Mittelfristiges Haushaltsziel und struktureller Saldo
Zyperns struktureller Saldo wies 2016 einen Überschuss von 1,1 % des BIP und 2017 einen Überschuss von 1,3 % des BIP auf, der 2018 auf 2,0 % des BIP anstieg. Damit lag der strukturelle Saldo 2018 deutlich über dem mittelfristigen Ziel einer strukturell ausgeglichenen Haushaltsposition.
Ausgehend von der Frühjahrsprognose 2019 der Kommission dürfte der strukturelle Überschuss 2019 auf 1,1 % des BIP und 2020 auf 0,7 % sinken, was teilweise auf die wachsende positive Produktionslücke zurückzuführen ist. Den im Stabilitätsprogramm enthaltenen Angaben zufolge soll sich der neu berechnete strukturelle Saldo 2019 auf 1,5 % des BIP und 2020 auf 1,0 % des BIP belaufen und anschließend während des Programmzeitraums weiter zurückgehen. Sowohl in der Frühjahrsprognose 2019 der Kommission als auch im Stabilitätsprogramm wird davon ausgegangen, dass der strukturelle Saldo in den Jahren 2019 und 2020 über dem mittelfristigen Ziel bleiben wird.
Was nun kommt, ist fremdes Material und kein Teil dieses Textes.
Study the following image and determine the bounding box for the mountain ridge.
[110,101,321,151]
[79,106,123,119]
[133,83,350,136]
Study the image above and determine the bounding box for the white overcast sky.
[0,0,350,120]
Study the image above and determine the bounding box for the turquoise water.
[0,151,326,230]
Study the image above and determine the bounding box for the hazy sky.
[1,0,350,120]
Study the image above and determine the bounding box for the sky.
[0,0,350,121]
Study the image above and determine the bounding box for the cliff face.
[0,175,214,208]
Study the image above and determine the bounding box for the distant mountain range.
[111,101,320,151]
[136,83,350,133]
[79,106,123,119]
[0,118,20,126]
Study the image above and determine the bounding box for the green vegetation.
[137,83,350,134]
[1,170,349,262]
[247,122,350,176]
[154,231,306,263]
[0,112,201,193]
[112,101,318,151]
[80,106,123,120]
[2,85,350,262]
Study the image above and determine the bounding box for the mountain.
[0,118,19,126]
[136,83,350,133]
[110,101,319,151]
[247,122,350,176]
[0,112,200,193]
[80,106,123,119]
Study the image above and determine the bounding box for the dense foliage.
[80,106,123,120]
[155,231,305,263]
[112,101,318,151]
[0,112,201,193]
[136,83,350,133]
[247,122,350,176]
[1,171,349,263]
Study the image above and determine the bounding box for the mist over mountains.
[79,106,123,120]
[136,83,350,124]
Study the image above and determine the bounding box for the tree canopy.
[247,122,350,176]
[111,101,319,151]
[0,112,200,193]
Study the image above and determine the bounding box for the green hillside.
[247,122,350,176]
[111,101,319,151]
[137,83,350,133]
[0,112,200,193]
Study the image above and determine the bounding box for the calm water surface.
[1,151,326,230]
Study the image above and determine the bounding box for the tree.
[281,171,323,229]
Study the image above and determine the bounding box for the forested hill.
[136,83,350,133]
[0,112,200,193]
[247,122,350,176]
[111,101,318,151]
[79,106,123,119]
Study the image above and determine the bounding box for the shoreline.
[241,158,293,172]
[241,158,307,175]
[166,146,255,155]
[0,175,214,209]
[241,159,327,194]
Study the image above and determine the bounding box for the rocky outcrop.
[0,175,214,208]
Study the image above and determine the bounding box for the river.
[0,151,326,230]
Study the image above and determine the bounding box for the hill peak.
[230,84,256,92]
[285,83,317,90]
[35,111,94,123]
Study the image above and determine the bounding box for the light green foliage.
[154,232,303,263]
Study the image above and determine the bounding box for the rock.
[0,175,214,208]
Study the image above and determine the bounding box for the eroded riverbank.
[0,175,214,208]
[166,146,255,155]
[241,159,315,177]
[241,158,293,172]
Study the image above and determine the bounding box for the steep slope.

Die Divergenz im Vergleich zur Prognose der Kommission ist auf den abweichenden angestrebten Gesamtüberschuss und eine weniger positive Projektion der Produktionslücke zurückzuführen, die eine geringere zyklische Anpassung nach sich zieht.
Öffentliche Investitionen
Nach dem Tiefstand von 2,1 % des BIP im Jahr 2014 stiegen die öffentlichen Investitionen in Zypern im Jahr 2017 auf 2,7 % des BIP und lagen damit im EU-Durchschnitt. Die öffentlichen Investitionen erhöhten sich im Jahr 2018 weiter auf 5,5 % des BIP; allerdings lässt sich der Anstieg in erster Linie darauf zurückführen, dass zwei nach dem Verkauf und der geordneten Abwicklung der Cyprus Cooperative Bank entstandene neue Unternehmen (Sedipes und Kedipes) dem Sektor Staat zugeordnet wurden. Für diese Unternehmen wurde eine Investition von rund 670 Mio. EUR ausgewiesen, was dem Umfang der Vermögenswerte entspricht, die von der ehemaligen Cyprus Cooperative Bank als Sicherheit gestellt worden waren. Gemessen an den gesamten Staatsausgaben beliefen sich die öffentlichen Investitionen in Zypern im Jahr 2017 auf 7,3 % und 2018 auf 12,4 %.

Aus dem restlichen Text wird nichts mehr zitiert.